Design Proposal of Kite Connector
Background
Kite SDK is an open source set of libraries for building data-oriented systems and applications. With the Kite dataset API, you can perform tasks such as reading a dataset, defining and reading views of a dataset and using MapReduce to process a dataset.
Recently Sqoop 1 has supported Parquet file format for HDFS/Hive using Kite SDK (SQOOP-1366). The JIRA proposes to create a Kite dataset connector for Sqoop 2, which is able to access HDFS and Hive dataset.
Requirements
- Ability to write to a new HDFS/Hive dataset by choosing Kite connector in diverse file storage formats (Avro, Parquet and CSV) and compression codecs (Uncompressed, Snappy, Deflate, etc.).
- Ability to read an entire HDFS/Hive dataset by choosing Kite connector.
- Ability to indicate the partition strategy.
- Ability to support delta writes to HDFS/Hive dataset.

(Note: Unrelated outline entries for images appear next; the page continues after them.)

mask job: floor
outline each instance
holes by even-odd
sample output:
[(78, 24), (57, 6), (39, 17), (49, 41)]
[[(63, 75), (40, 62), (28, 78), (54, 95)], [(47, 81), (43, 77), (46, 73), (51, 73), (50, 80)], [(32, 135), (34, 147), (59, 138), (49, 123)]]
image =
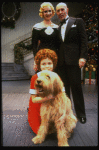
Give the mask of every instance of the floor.
[[(3, 146), (57, 146), (57, 137), (48, 135), (42, 144), (35, 145), (35, 136), (27, 120), (30, 94), (29, 80), (2, 82), (2, 145)], [(98, 145), (98, 86), (82, 84), (87, 122), (77, 123), (69, 138), (70, 146)], [(74, 111), (74, 106), (73, 106)]]

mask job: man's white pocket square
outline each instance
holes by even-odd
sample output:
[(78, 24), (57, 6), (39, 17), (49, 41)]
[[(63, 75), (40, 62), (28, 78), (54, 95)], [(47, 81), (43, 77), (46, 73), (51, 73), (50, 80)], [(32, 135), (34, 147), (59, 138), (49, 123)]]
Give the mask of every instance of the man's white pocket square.
[(74, 27), (76, 27), (76, 25), (75, 25), (75, 24), (73, 24), (73, 25), (71, 26), (71, 28), (74, 28)]

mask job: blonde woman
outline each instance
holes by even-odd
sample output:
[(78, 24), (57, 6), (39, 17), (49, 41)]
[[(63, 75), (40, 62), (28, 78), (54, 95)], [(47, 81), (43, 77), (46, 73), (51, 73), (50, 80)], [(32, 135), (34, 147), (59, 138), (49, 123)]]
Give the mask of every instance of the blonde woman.
[[(55, 10), (50, 2), (44, 2), (40, 5), (39, 16), (43, 21), (37, 23), (32, 29), (32, 46), (33, 54), (43, 48), (52, 49), (57, 53), (58, 50), (58, 25), (51, 21), (55, 15)], [(34, 70), (37, 71), (37, 66), (34, 62)]]

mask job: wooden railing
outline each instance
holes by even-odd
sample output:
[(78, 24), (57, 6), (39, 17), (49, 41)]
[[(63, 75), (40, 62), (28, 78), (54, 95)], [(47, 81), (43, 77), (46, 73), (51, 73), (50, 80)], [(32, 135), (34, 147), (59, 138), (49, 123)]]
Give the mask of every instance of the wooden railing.
[(14, 62), (16, 64), (23, 64), (24, 56), (32, 51), (32, 37), (15, 44), (14, 46)]

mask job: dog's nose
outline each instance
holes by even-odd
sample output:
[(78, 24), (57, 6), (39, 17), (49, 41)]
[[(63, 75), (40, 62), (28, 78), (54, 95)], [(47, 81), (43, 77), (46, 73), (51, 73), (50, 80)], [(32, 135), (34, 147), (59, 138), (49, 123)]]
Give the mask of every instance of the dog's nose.
[(41, 80), (37, 80), (37, 83), (40, 84), (42, 81)]

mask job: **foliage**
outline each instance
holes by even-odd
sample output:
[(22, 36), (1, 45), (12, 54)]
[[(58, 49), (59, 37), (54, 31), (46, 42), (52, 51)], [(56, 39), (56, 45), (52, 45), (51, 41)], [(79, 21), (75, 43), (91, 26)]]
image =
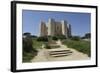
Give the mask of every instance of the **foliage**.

- Ability to read partially from an HDFS/Hive dataset with constraints.
Design
- Config objects:
- LinkConfig intends to store arguments that will overwrites environment variables. E.g. the host and port of namenode. (see also SQOOP-1751)
- ToJobConfig includes arguments that Kite CLI provides for import. Dataset uri is mandatory. User input validation will happen in-place.
- FromJobConfig includes arguments that Kite CLI provides for export. Dataset uri is mandatory. User input validation will happen in-place.
- Write data into a new dataset (SQOOP-1588):
- The job will fail, if target dataset exists.
- Every KiteDatasetLoader will create a temporary dataset and write data into it. The name of temporary dataset is expected to be unique and new.
- If the job is done successfully, all temporary datasets will be merged as one.
- If the job is failed, all temporary datasets will be removed.
- As Kite uses Avro, data records will be converted from Sqoop to Avro objects.
- Read data from a dataset (SQOOP-1647):
- The job will fail, if target dataset does not exist or it is not accessible.
- Every KiteDatasetPartition should contain partition strategy information. If it is not specified, there will be only one partition.
- Every KiteDatasetExtractor will read data from its partition.
- The fault handling is not an obligation of Kite connector in read mode.
- As Kite uses Avro, data records will be converted from Avro to Sqoop objects.
- Partition strategy handling (SQOOP-1942):
- For writing data, if no partition strategy is specified, the dataset will be unpartitioned.
- For reading data, if given dataset has a partition strategy, it should be used.
- Reference: http://kitesdk.org/docs/0.17.1/Partitioned-Datasets.html
- Delta writing:
- If target dataset does not exist, fallback to section 2.
- If target dataset exists, the schema should be consist, or fail.
- Should handle overwrite/ignore on duplicate
- The most implementation should follow section 2.
- Read data from a dataset with constraints:
- Build a view query to read data.
- The most implementation should follow section 3.
Testing
- Unit testing to ensure the correctness of utilities.
- Integration testing to ensure data can be moved from JDBC to HDFS/Hive.
- Performance testing is expected to do an HDFS connector and Kite connector comparision.
Known Limitations
- As Sqoop 2 does not allow to specify InputFormat and OutputFormat, data reading can be Inefficient as we cannot create concurrent data readers, especially for a un-partitioned dataset.
- The implementation of HBase support (SQOOP-1744) will be different.